We always want to be straight with you, our readers, so we wanted to lay this situation out. We have a bunch of positive letters about Fresh & Easy that we cannot run.
Yet we don’t think it much of a loss. While the letters we have published often involved specific information, such as the number of packages they counted at closing time and how many had to be removed from the shelf because they passed the expire date, these letters we can’t publish have odd claims, such as that they heard a woman shopper saying she loved Fresh & Easy.
We have no way of knowing who is sending these letters but, to us, it looks like someone trying to stuff the ballot box. Could it be an employee of Tesco who wants to slant things one way? Could it be a supplier to Tesco? Could be an organized effort by Tesco to influence our coverage? We have no idea. There is just no way to know.

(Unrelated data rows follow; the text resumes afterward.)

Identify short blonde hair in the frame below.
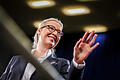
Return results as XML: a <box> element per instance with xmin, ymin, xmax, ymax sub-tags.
<box><xmin>32</xmin><ymin>18</ymin><xmax>63</xmax><ymax>49</ymax></box>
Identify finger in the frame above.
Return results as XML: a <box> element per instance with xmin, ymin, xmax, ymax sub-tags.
<box><xmin>78</xmin><ymin>42</ymin><xmax>84</xmax><ymax>48</ymax></box>
<box><xmin>74</xmin><ymin>38</ymin><xmax>82</xmax><ymax>49</ymax></box>
<box><xmin>82</xmin><ymin>31</ymin><xmax>89</xmax><ymax>42</ymax></box>
<box><xmin>91</xmin><ymin>42</ymin><xmax>99</xmax><ymax>51</ymax></box>
<box><xmin>77</xmin><ymin>43</ymin><xmax>84</xmax><ymax>53</ymax></box>
<box><xmin>74</xmin><ymin>40</ymin><xmax>83</xmax><ymax>59</ymax></box>
<box><xmin>89</xmin><ymin>34</ymin><xmax>97</xmax><ymax>46</ymax></box>
<box><xmin>86</xmin><ymin>31</ymin><xmax>95</xmax><ymax>43</ymax></box>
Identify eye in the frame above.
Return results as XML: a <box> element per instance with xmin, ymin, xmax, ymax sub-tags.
<box><xmin>57</xmin><ymin>31</ymin><xmax>61</xmax><ymax>34</ymax></box>
<box><xmin>48</xmin><ymin>25</ymin><xmax>55</xmax><ymax>30</ymax></box>
<box><xmin>49</xmin><ymin>26</ymin><xmax>54</xmax><ymax>30</ymax></box>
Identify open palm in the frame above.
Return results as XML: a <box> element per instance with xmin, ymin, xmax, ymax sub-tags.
<box><xmin>73</xmin><ymin>31</ymin><xmax>99</xmax><ymax>64</ymax></box>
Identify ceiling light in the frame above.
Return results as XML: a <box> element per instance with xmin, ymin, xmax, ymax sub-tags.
<box><xmin>33</xmin><ymin>21</ymin><xmax>42</xmax><ymax>28</ymax></box>
<box><xmin>61</xmin><ymin>5</ymin><xmax>90</xmax><ymax>16</ymax></box>
<box><xmin>27</xmin><ymin>0</ymin><xmax>56</xmax><ymax>9</ymax></box>
<box><xmin>83</xmin><ymin>25</ymin><xmax>108</xmax><ymax>32</ymax></box>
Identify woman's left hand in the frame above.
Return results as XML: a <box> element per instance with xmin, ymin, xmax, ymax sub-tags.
<box><xmin>73</xmin><ymin>31</ymin><xmax>99</xmax><ymax>64</ymax></box>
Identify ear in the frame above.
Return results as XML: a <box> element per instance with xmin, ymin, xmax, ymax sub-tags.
<box><xmin>37</xmin><ymin>29</ymin><xmax>41</xmax><ymax>35</ymax></box>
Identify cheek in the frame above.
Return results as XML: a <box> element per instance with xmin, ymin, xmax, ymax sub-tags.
<box><xmin>38</xmin><ymin>33</ymin><xmax>47</xmax><ymax>42</ymax></box>
<box><xmin>42</xmin><ymin>35</ymin><xmax>48</xmax><ymax>42</ymax></box>
<box><xmin>41</xmin><ymin>31</ymin><xmax>48</xmax><ymax>38</ymax></box>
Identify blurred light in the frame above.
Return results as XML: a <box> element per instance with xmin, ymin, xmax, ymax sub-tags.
<box><xmin>33</xmin><ymin>21</ymin><xmax>42</xmax><ymax>28</ymax></box>
<box><xmin>83</xmin><ymin>25</ymin><xmax>108</xmax><ymax>32</ymax></box>
<box><xmin>27</xmin><ymin>0</ymin><xmax>56</xmax><ymax>9</ymax></box>
<box><xmin>61</xmin><ymin>5</ymin><xmax>90</xmax><ymax>16</ymax></box>
<box><xmin>95</xmin><ymin>33</ymin><xmax>108</xmax><ymax>46</ymax></box>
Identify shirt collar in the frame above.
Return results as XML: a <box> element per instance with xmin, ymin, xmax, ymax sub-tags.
<box><xmin>37</xmin><ymin>49</ymin><xmax>53</xmax><ymax>63</ymax></box>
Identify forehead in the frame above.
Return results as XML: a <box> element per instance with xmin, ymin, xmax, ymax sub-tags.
<box><xmin>45</xmin><ymin>20</ymin><xmax>62</xmax><ymax>30</ymax></box>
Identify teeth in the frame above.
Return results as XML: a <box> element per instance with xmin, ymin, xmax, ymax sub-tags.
<box><xmin>49</xmin><ymin>36</ymin><xmax>55</xmax><ymax>41</ymax></box>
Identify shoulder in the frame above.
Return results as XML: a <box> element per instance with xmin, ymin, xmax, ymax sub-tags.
<box><xmin>2</xmin><ymin>55</ymin><xmax>25</xmax><ymax>72</ymax></box>
<box><xmin>11</xmin><ymin>55</ymin><xmax>24</xmax><ymax>60</ymax></box>
<box><xmin>9</xmin><ymin>55</ymin><xmax>26</xmax><ymax>64</ymax></box>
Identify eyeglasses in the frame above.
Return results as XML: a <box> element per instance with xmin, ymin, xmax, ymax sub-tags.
<box><xmin>41</xmin><ymin>25</ymin><xmax>63</xmax><ymax>37</ymax></box>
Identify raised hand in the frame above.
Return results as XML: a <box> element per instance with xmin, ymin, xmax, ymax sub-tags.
<box><xmin>73</xmin><ymin>31</ymin><xmax>99</xmax><ymax>64</ymax></box>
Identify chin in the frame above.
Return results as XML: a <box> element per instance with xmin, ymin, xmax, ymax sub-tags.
<box><xmin>46</xmin><ymin>38</ymin><xmax>57</xmax><ymax>48</ymax></box>
<box><xmin>46</xmin><ymin>41</ymin><xmax>54</xmax><ymax>48</ymax></box>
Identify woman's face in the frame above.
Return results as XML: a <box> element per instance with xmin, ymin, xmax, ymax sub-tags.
<box><xmin>37</xmin><ymin>20</ymin><xmax>62</xmax><ymax>48</ymax></box>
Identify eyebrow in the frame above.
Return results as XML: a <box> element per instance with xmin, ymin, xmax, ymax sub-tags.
<box><xmin>49</xmin><ymin>25</ymin><xmax>62</xmax><ymax>32</ymax></box>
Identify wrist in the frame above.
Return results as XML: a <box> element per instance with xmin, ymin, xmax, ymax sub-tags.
<box><xmin>73</xmin><ymin>57</ymin><xmax>84</xmax><ymax>64</ymax></box>
<box><xmin>72</xmin><ymin>59</ymin><xmax>85</xmax><ymax>69</ymax></box>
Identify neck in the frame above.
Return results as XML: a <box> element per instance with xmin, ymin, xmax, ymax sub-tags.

We would say this, though: Our purpose here is not to hurt any company. Strong organizations welcome criticism as they can incorporate that critique into their own process of continuous improvement.

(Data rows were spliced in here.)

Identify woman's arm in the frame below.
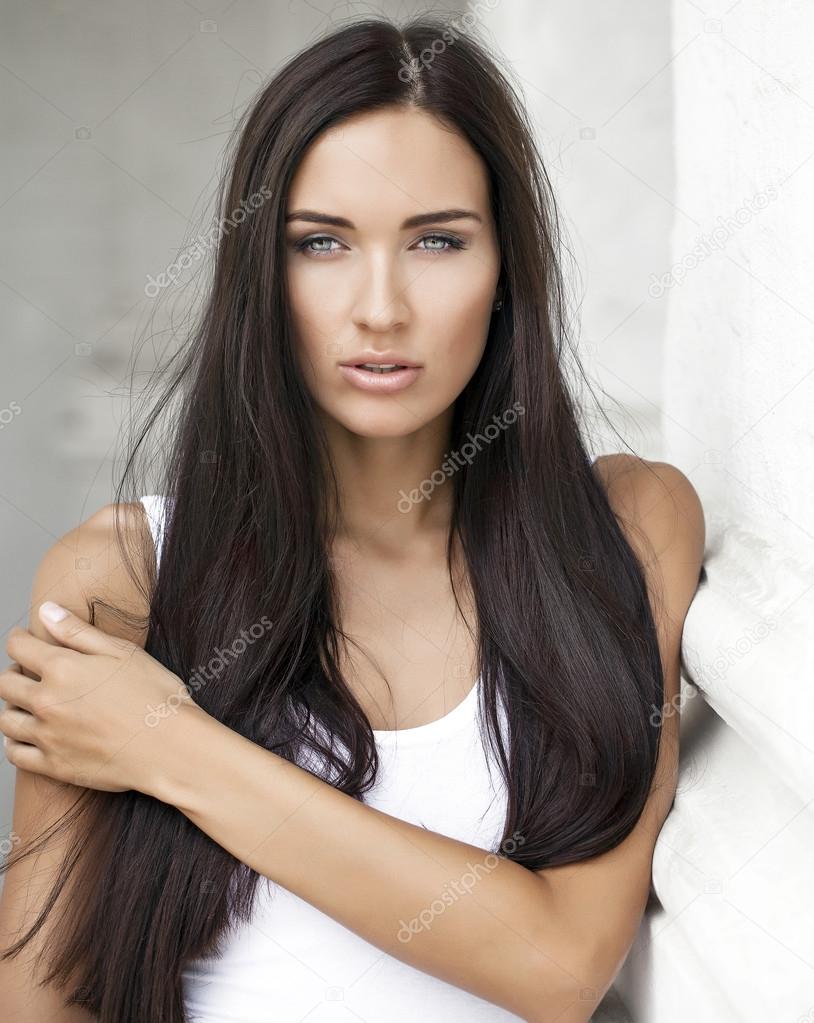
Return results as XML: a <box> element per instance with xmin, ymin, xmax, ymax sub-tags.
<box><xmin>0</xmin><ymin>503</ymin><xmax>150</xmax><ymax>1022</ymax></box>
<box><xmin>544</xmin><ymin>457</ymin><xmax>704</xmax><ymax>1015</ymax></box>
<box><xmin>147</xmin><ymin>697</ymin><xmax>577</xmax><ymax>1021</ymax></box>
<box><xmin>144</xmin><ymin>458</ymin><xmax>704</xmax><ymax>1023</ymax></box>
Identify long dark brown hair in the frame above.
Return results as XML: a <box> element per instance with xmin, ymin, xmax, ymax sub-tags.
<box><xmin>1</xmin><ymin>15</ymin><xmax>667</xmax><ymax>1021</ymax></box>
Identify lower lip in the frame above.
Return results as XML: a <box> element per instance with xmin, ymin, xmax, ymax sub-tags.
<box><xmin>338</xmin><ymin>365</ymin><xmax>422</xmax><ymax>393</ymax></box>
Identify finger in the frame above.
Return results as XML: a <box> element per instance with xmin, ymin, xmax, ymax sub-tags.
<box><xmin>0</xmin><ymin>704</ymin><xmax>36</xmax><ymax>744</ymax></box>
<box><xmin>37</xmin><ymin>602</ymin><xmax>127</xmax><ymax>657</ymax></box>
<box><xmin>2</xmin><ymin>735</ymin><xmax>44</xmax><ymax>774</ymax></box>
<box><xmin>0</xmin><ymin>662</ymin><xmax>41</xmax><ymax>714</ymax></box>
<box><xmin>5</xmin><ymin>628</ymin><xmax>52</xmax><ymax>679</ymax></box>
<box><xmin>3</xmin><ymin>736</ymin><xmax>90</xmax><ymax>789</ymax></box>
<box><xmin>0</xmin><ymin>664</ymin><xmax>26</xmax><ymax>712</ymax></box>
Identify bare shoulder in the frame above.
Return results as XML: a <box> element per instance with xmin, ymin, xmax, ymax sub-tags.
<box><xmin>592</xmin><ymin>453</ymin><xmax>705</xmax><ymax>552</ymax></box>
<box><xmin>592</xmin><ymin>453</ymin><xmax>705</xmax><ymax>618</ymax></box>
<box><xmin>27</xmin><ymin>499</ymin><xmax>155</xmax><ymax>649</ymax></box>
<box><xmin>590</xmin><ymin>455</ymin><xmax>706</xmax><ymax>855</ymax></box>
<box><xmin>591</xmin><ymin>452</ymin><xmax>706</xmax><ymax>738</ymax></box>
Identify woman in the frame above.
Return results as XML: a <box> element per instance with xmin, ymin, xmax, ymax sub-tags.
<box><xmin>0</xmin><ymin>15</ymin><xmax>704</xmax><ymax>1023</ymax></box>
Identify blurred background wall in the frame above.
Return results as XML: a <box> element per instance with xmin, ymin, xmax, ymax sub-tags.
<box><xmin>477</xmin><ymin>0</ymin><xmax>674</xmax><ymax>461</ymax></box>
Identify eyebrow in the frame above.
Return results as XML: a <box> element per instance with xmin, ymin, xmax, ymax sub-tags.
<box><xmin>284</xmin><ymin>208</ymin><xmax>483</xmax><ymax>229</ymax></box>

Many of the letters we have published come from people of such eminence; they would cost an organization such as Tesco many hundreds of thousands of dollars to retain these people. We give Tesco the benefit of their expertise for free.
A number of the letters have suggested that the Pundit has been tough on Tesco because, they believe, he is under the employment of Wal-Mart!
This is not only false, but the very thought must give some of the folks in Bentonville a chuckle — and indicates the letter-writers have not focused on our even more extensive assessment of Wal-Mart.
We want to make clear that our function is to help advance the industry. We do that through an intellectually withering assessment of important industry institutions and events. Everyone is invited to contribute to this cause, and we can all benefit by encouraging the great minds of this industry to focus more intently on opportunities and obstacles that lie ahead for the industry as a whole and for its constituent parts.
Our e-mail inbox is always open and our phone number works. If we disagree, we will do so politely and with intellectual honesty. We invite participation from all.
But we respect this process, and we respect our readership too much to waste precious time with letters sent on e-mail addresses of convenience over the signature of non-existent people who work for non-existent companies.